# Teleprinting



## david.hopcroft (Jun 29, 2005)

The 'Side tone or Not' thread digressed slightly to teleprinting. The 'ticker tape' TAS machines had no local copy, so a form of having 'do side tone'.

I found this photograph that I thought at first was a TAS machine minus its cover, but think it might be a Teleprinter 7B. It seems to have a 5-unit code printer and reader. The innards of the two were very similar as the telex machine was I suppose a development of the tape printers. Perhaps someone can confirm this please ??

David

+


----------



## chadburn (Jun 2, 2008)

Looks like an old Military Murray Code Teleprinter, which not only produced the 4 ply hard copy but also a copy of both outgoing and incoming signals on tape.


----------



## GBXZ (Nov 4, 2008)

David
The unit on the left is a Creed auto head tape reader, a 6S6 model if I recall

Rgds


----------



## King Ratt (Aug 23, 2005)

Hi GBXZ. Agreed on the tape reader. The printer I do not recognise. It is certainly not the disastrous Creed 12 which caused us many hours of heartbreak! That machine was preceded by the American Remington TP which ran at 50 bauds indefinitely but the powers that be scrapped it when the bcasts went to 75 bauds. The US Navy seemed to be OK with them at that speed when I visited a US oiler in Norfolk.


----------



## trotterdotpom (Apr 29, 2005)

We still hear about "Tickertape Parades" these days and I always wonder where they get the "tickertape" now that teleprinters are long gone. How do you chuck a Twitter message out of a skyscraper window?

John T


----------



## Graham P Powell (Jun 2, 2007)

Looks like a 7B without the cover. TAS machines had long springy keys . Some of the guys at GKA could really shift on those machines but I couldn't. The thing to the left is tape reader over the telex dial up unit. On the shelf above is a tuning fork using to check the teleprinter timing. It vibrated at a fixed frequency which matched a black and white segmented disc fixed to the motor. If the machine was running correctly the disc would appear stationary when viewed through the tuning fork. I have given one to the Fort Perch Rock musem for their teleprinter maintenance. 
The 7b was replaced by the much nicer type 15 and when GKA closed
they all ended up in a skip. Such a waste......
I was a frequent "raider of the lost skip" but never managed to acquire one.
rgds
Graham Powell


----------



## Ron Stringer (Mar 15, 2005)

MIMCo supplied _Creed 7B_ machines like that - with tape punch and reader - (but not the dial-out unit for obvious reasons) to the Shell tankers involved in the early data-logging/transfer trials. Data collected in the engine room was sent ashore via HF (using Marconi _Autospec_ error-correcting equipment) through Portisheadradio to Shell Centre.

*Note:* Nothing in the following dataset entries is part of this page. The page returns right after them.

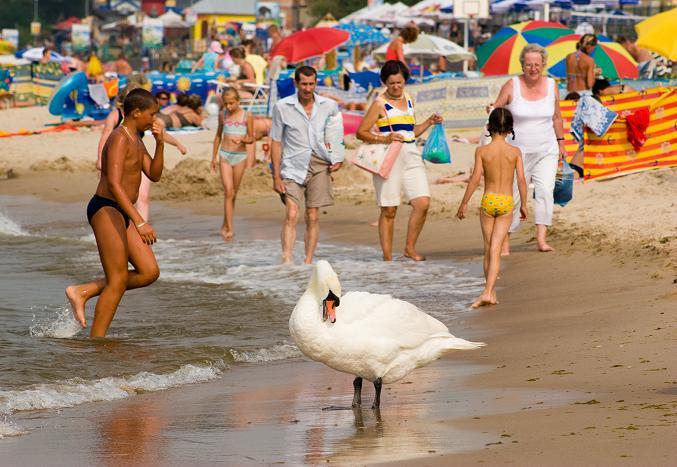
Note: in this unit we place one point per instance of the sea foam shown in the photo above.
(58, 323)
(10, 227)
(77, 391)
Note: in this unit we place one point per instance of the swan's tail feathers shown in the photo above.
(456, 343)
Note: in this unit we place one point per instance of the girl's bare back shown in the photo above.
(499, 160)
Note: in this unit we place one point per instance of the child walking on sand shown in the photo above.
(235, 131)
(497, 161)
(122, 235)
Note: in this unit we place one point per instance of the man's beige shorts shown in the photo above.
(316, 189)
(408, 175)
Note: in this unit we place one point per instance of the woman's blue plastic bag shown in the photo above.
(564, 184)
(436, 149)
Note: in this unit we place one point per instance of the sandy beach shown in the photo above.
(578, 369)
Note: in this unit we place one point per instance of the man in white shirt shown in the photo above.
(302, 165)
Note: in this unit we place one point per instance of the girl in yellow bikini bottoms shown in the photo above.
(497, 161)
(235, 130)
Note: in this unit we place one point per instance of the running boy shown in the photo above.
(236, 129)
(497, 161)
(122, 235)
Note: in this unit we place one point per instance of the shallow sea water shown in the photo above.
(214, 307)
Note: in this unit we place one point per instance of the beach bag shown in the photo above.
(333, 137)
(436, 149)
(564, 184)
(378, 159)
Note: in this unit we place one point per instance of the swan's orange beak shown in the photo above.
(329, 305)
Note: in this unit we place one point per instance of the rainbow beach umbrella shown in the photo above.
(500, 54)
(610, 56)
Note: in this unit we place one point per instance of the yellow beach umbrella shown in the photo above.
(659, 34)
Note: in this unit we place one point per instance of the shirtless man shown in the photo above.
(581, 69)
(111, 209)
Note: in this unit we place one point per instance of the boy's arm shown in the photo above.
(152, 167)
(108, 127)
(217, 142)
(115, 163)
(473, 183)
(169, 139)
(249, 137)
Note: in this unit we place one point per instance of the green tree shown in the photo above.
(340, 8)
(18, 14)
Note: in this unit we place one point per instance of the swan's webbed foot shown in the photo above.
(357, 395)
(377, 398)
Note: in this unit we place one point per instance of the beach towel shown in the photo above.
(637, 123)
(564, 184)
(436, 149)
(592, 114)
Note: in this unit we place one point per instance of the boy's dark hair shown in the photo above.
(182, 100)
(394, 67)
(409, 34)
(572, 96)
(237, 52)
(194, 102)
(500, 122)
(305, 71)
(138, 99)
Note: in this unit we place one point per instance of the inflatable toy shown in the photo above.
(204, 84)
(72, 100)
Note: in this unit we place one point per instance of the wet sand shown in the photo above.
(579, 368)
(580, 359)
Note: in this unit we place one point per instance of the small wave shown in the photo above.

The 7Bs were also supplied to the early data transmission facilities on North Sea rigs, initially also using _Autospec_, later _Spector_. 

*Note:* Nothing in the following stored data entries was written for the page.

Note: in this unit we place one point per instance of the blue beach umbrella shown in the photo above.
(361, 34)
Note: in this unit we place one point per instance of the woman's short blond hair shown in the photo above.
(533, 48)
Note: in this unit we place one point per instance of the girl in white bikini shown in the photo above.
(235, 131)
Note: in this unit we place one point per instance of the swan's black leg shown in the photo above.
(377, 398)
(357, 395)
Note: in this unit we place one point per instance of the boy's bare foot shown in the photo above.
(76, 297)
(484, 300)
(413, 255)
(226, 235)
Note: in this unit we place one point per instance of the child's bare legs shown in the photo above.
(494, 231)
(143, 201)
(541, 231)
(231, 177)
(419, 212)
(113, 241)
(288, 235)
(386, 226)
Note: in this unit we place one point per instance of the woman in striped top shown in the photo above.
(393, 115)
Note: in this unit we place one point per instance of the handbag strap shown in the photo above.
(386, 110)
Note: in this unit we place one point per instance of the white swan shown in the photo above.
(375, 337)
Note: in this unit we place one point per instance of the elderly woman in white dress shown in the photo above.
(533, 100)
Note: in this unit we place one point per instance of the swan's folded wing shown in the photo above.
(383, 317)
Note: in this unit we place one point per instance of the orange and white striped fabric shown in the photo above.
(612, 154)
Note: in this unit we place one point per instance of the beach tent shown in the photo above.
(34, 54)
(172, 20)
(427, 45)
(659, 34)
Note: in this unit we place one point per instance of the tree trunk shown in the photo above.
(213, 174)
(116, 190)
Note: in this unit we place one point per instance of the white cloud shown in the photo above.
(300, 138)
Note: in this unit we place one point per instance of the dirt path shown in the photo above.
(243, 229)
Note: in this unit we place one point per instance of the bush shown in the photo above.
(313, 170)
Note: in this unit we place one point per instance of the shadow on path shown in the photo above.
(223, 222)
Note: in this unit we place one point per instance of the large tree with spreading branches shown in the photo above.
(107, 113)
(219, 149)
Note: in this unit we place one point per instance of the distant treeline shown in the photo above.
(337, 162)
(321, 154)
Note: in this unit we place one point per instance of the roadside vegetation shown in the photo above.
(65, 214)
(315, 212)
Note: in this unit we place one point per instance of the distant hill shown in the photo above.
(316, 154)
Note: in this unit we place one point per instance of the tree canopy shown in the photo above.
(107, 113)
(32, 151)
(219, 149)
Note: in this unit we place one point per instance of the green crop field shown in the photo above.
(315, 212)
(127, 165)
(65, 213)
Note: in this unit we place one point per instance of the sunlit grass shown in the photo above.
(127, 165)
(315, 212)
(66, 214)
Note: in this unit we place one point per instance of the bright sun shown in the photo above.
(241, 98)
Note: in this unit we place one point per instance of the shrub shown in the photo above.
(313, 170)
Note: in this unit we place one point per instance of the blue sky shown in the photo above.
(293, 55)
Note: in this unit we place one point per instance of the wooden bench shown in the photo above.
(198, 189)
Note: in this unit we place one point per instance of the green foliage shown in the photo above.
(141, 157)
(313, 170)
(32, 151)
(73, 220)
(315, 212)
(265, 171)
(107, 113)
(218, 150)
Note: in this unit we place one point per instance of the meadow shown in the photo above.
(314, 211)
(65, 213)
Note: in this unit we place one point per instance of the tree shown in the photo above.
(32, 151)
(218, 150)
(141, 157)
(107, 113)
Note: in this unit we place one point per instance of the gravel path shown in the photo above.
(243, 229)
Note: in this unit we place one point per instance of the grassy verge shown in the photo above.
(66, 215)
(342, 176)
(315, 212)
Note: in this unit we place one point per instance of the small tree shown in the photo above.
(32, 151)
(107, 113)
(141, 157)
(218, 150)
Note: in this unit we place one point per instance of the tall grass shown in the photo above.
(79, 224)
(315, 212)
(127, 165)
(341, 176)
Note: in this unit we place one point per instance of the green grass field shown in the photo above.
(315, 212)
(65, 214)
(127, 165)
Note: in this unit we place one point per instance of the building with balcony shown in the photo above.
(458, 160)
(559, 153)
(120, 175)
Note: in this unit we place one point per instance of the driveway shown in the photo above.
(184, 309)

The _Creed 7B_ machines were overtaken by the _Creed 444_ but although the _7B_ was not as easy to use (for an untrained typist) as the _444_, it had the great advantage of being so much lighter to carry than the back-breaking _444_. Taking the _444_ down a tanker jetty or up accommodation ladders just about wrecked you.

Better than both Creed machines was the _Siemens T1000_ but I only ever handled a few of those.


----------



## chadburn (Jun 2, 2008)

Everything Allied Military wise went automatic via the R.I. (Routing Indicators), these were listed in an A.C.P (Allied Communications Publication). Every ship, shore base, Embassy etc was listed in this publication along with it's code letters. I could write out an F. Sigs, give it to the Comms and it could reach the addressee anywhere in the Allied World. The Land Lines were gas protected and along with the Teleprinters were maintained by the G.P.O. If the line/link was interfered with the link would go down. A great system but now out of date due to encoded Sat Comms. As previously mentioned the gear went into the scrap bin.


----------



## Varley (Oct 1, 2006)

Metallic mince - from the same supermarket as chocolate camshafts?


----------



## Mad Landsman (Dec 1, 2005)

This thread brings back a big chunk of memories.

I used the Creed 444 (GPO type 15) which had everything in the picture above contained in one unit. My understanding at the time was that it was the first machine designed to be used by anyone who could type rather than a trained operator. 
It was a very noisy, heavy beast of a machine and sat on its own heavy duty desk and, preferably, it its own room! 
As part of the 'operator friendly' design it would sound an alarm if anything needed attention; The only problem being it was the same alarm for anything and one had no idea what the problem was without checking everything. 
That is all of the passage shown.